5. Riqab
Dulu, riqab berarti budak yang ingin memerdekakan dirinya. Di masa kini, banyak ulama menafsirkannya sebagai upaya membebaskan orang dari belenggu modern, seperti perdagangan manusia atau jeratan kemiskinan yang sangat ekstrem.
6. Gharim
Orang yang terlilit utang. Terutama jika utang itu digunakan untuk keperluan yang dibenarkan syariat, dan si pengutang benar-benar tak sanggup lagi melunasinya sendiri.
7. Fi Sabilillah
Mereka yang berjuang di jalan Allah. Maknanya luas, bisa untuk kegiatan dakwah, pendidikan Islam, atau berbagai upaya lain yang bertujuan memajukan kemaslahatan umat.
8. Ibnu Sabil
Pernah dengar cerita musafir yang kehabisan bekal di perjalanan? Nah, ibnu sabil itu seperti itu. Mereka adalah orang yang terhenti dalam perjalanan jauh karena kehabisan biaya, dan butuh pertolongan untuk bisa pulang atau melanjutkan perjalanan.

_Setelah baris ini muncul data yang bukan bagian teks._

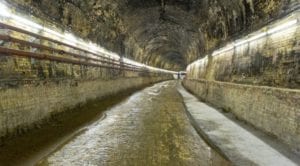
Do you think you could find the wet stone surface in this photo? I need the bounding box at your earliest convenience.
[39,81,211,166]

Lalu, apa sebenarnya tujuan zakat fitrah ini? Di satu sisi, ia jelas untuk membantu meringankan beban kaum dhuafa. Tapi dampaknya lebih dalam: memperkuat solidaritas dan rasa persaudaraan di tengah masyarakat. Ia juga berfungsi sebagai penyuci, membersihkan diri orang yang berpuasa dari hal-hal sia-sia yang mungkin terjadi selama Ramadan.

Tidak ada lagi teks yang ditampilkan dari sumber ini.